Depuis quelques jours, j’ai été interpellé plusieurs fois par des Seclinois inquiets, voire alarmés par ce qu’ils ont pu lire dans un document distribué dans toutes les boîtes aux lettres de la ville, dans le cadre des élections municipales du dimanche 9 mars. 

     Dans un encadré intitulé « Le saviez-vous ? » sur le thème de la santé, on peut en effet lire entre autres que les enfants de Seclin sont plus souvent en sous poids qu’ailleurs, ou que la crèche municipale n’accueille qu’un seul enfant issu d’une famille en difficulté sociale. 

     Il est même écrit que 850 personnes - sur une population de 12.500 habitants - ont reçu au moins une fois dans l’année une ordonnance de subutex, le produit de substitution qui est administré aux toxicomanes dépendants de drogues dures ! 

     Ces chiffres sont effectivement édités dans une étude menée par l’Agence d’Urbanisme de la Métropole Lilloise sur des données datant de 2001-2002. Mais comme les chiffres ne peuvent mentir, il faut les lire jusqu’au bout et les replacer dans leur contexte…  

     Or on peut aussi lire dans cette même étude que ce chiffre de 850 renvoie à un indice rapporté à une population de 100.000 habitants.

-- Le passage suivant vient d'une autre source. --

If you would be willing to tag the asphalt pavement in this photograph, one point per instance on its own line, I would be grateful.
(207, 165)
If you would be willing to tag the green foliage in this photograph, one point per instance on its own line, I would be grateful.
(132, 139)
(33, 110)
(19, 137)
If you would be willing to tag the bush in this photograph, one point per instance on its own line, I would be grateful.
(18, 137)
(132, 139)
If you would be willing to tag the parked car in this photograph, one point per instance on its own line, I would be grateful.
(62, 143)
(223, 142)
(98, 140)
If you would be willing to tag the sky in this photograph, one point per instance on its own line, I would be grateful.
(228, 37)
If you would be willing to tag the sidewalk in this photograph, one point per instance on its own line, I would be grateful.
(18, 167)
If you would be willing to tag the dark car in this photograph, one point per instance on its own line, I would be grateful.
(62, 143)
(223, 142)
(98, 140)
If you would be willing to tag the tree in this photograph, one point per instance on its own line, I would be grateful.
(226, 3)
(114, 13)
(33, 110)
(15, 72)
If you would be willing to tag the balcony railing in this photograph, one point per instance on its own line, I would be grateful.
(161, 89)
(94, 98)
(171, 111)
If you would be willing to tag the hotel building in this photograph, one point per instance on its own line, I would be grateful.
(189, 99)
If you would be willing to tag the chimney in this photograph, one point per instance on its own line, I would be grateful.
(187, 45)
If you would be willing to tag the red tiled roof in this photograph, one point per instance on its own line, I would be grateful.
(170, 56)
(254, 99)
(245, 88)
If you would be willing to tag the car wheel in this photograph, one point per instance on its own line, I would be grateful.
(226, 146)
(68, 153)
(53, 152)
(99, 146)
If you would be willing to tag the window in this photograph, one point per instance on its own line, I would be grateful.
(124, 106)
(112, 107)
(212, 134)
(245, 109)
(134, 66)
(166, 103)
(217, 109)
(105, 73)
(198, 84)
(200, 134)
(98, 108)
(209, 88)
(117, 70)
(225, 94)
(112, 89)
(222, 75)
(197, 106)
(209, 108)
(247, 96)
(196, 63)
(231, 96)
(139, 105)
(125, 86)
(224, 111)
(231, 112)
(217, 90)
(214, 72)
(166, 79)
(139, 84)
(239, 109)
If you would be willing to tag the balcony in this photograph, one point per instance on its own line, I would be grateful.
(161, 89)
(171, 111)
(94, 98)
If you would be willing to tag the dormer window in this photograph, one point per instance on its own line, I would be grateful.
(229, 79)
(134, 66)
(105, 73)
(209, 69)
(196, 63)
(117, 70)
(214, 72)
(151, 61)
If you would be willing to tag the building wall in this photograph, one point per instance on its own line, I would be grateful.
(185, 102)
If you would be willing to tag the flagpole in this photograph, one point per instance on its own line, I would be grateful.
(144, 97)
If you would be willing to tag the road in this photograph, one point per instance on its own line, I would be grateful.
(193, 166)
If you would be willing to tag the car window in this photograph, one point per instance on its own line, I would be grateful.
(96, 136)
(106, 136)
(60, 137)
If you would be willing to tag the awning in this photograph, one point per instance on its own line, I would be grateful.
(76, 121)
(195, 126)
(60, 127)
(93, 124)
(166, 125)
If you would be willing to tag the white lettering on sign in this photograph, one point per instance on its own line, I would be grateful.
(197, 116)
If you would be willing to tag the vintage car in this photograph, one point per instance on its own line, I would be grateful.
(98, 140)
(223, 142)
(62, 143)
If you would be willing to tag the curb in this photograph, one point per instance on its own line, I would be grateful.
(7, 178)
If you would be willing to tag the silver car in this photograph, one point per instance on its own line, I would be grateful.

C’est-à-dire que si Seclin comptait 100.000 habitants, il y aurait eu 850 personnes sous subutex en 2002. Autrement dit, il y a 6 ans, il y avait à Seclin 0,85 pour cent de toxicomanes dépendants aux drogues dures pour une moyenne de 1 pour cent ailleurs en France.  

     Ce sont donc 44 Seclinois de 15 à 45 ans qui avaient reçu au moins une ordonnance de subutex au cours de l’année 2002. Aujourd’hui, les indicateurs sont d’ailleurs en très nette baisse : - 22 % dans la métropole lilloise et même - 30 % à Seclin.  
 

     Quant à l’accueil des enfants de familles en difficulté, tout le personnel de la crèche municipale « Les P’tits Loups », citée dans la France entière pour ses innovations pédagogiques, met un point d’honneur à adapter son travail à tous les enfants quels qu’ils soient, y compris aux 9 enfants encadrés par la convention éveil entre le Conseil Général et la Ville. Sans oublier que les enfants handicapés sont également accueillis avec les meilleurs soins financés entièrement par la Ville.  Une psychologue est également attachée à l’activité de la crèche. 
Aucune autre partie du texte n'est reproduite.